Die österreichische Parkinson Gemeinschaft hat daher in einem Koch- und Ernährungsbuch zahlreiche Rezepte und Ernährungshinweise zusammengestellt, die Betroffenen und ihren Angehörigen helfen, sich gesund zu ernähren, ohne auf Genuss verzichten zu müssen.

Das Buch ist als PDF erhältlich und kann von der Seite der österreichischen Parkinson Gemeinschaft gratis heruntergeladen werden.
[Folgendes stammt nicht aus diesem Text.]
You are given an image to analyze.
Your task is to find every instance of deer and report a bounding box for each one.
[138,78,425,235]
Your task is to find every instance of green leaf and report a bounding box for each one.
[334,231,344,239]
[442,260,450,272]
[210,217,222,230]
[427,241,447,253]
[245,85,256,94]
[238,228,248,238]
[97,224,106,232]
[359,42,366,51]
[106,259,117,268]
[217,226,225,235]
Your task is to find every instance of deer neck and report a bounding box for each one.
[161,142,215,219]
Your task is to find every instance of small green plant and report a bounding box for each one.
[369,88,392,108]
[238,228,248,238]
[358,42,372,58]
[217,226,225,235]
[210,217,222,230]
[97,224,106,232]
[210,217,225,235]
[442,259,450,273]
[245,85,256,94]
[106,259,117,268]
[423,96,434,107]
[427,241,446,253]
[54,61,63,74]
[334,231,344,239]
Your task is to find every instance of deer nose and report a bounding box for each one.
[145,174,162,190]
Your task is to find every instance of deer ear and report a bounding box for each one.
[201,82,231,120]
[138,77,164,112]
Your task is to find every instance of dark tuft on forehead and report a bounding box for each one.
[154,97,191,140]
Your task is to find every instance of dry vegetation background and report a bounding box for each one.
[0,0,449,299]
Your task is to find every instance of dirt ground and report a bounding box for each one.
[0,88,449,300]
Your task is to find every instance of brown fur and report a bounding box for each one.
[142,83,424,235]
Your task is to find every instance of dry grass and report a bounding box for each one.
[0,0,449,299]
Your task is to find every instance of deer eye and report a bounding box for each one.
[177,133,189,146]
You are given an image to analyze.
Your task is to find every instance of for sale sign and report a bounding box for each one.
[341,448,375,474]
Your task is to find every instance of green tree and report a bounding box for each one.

Hier haben wir einige Tipps und Rezepte aus dem Buch für Sie zusammengefasst:

Abwechslung tut gut

Auch wenn der Ernährungstrend dahin geht, mindestens vier Stunden zwischen den Mahlzeiten nichts zu essen, für Parkinson-Betroffene gilt: das Essen sollte wenn möglich auf fünf kleine Mahlzeiten pro Tag aufgeteilt werden, denn große Essensmengen belasten den Körper. Den Hauptanteil der Nahrung sollten Getreideprodukte, Kartoffeln, Teigwaren, Reis, Gemüse und frisches Obst ausmachen. Fleisch sollte seltener gegessen werden. Ein guter Ersatz sind Hülsenfrüchte (Erbsen, Linsen, Bohnen) und Sojaprodukte. Wichtig sind Michprodukte, da diese wichtige Kalziumlieferanten sind. Menschen mit Parkinson leiden häufiger an Osteoporose als gesunde Menschen, und eine kalziumhaltige Ernährung ist wichtig für die Knochenstabilität.

Gewicht halten

Kalorien zählen, um Pfunde zu verlieren, müssen Menschen mit Parkinson meistens nicht. Ganz im Gegenteil: Gerade zu Beginn der Erkrankung verlieren viele Betroffene an Gewicht. Um dem entgegen zu wirken, können Speisen bei Bedarf mit zusätzlichen Kalorien angereichert werden. Alles, was sonst eher in kleinen Mengen gegessen werden sollte, kann Parkinson-Betroffenen helfen, ihr Gewicht zu stabilisieren. Dazu gehören zum Beispiel Butter, Sahne, Creme fraîche, fetthaltige Käsesorten oder Zucker. Am besten Fruchtzucker, der weniger süßt, aber mehr Kalorien hat. Geeignet sind auch hochwertige Öle wie Raps-, Oliven-, Maiskeim-, Sonnenblumen oder Kürbiskernöl, die warmen Mahlzeiten beigegeben werden.

Trinken ist wichtig

Flüssigkeitsmangel kann die Symptome verschlechtern und zum Beispiel zu Verwirrtheit führen. Aus diesem Grund sollte reichlich und vor allem regelmäßig Flüssigkeit zugeführt werden. Am besten ist es, in jedem Zimmer Wasser bereitzustellen, damit ständig ans Trinken erinnert wird.

Ernährung und Medikamente

L-Dopa-Medikamente müssen mindestens eine halbe Stunde vor oder frühestens eine Stunde nach dem Essen geschluckt werden. Sie dürfen zudem nicht zeitgleich mit eiweißhaltigen Nahrungsmitteln eingenommen werden. Feste Essenszeiten erleichtern den Betroffenen die Medikamenteneinnahme und helfen auch, sich an dem vom Arzt vorgegebenen Einnahmeplan zu halten.

Störungen der Verdauung

Oft leiden Betroffene an Bewegungsstörungen, die auch den Verdauungstrakt betreffen. Durch mangelnde körperliche Aktivität, zu wenig Flüssigkeit und ballaststoffarme Nahrung wird das unter Umständen verstärkt. Ebenso können einige Parkinson-Medikamente zu Verstopfung führen. Ballaststoffreiche Lebensmittel, wie Vollkornbrot, Vollkornreis, Vollkornteigwaren, Müsli, Salat oder Gemüse regen die Verdauung an. Auf stopfende Nahrungsmittel wie Weißmehlprodukte, Mehlspeisen und Süßigkeiten, Kakao, schwarzen Tee, Rotwein und – die Ausnahmen bei Obst – Bananen und Heidelbeeren sollten Betroffene verzichten, wenn sie unter Verstopfung leiden.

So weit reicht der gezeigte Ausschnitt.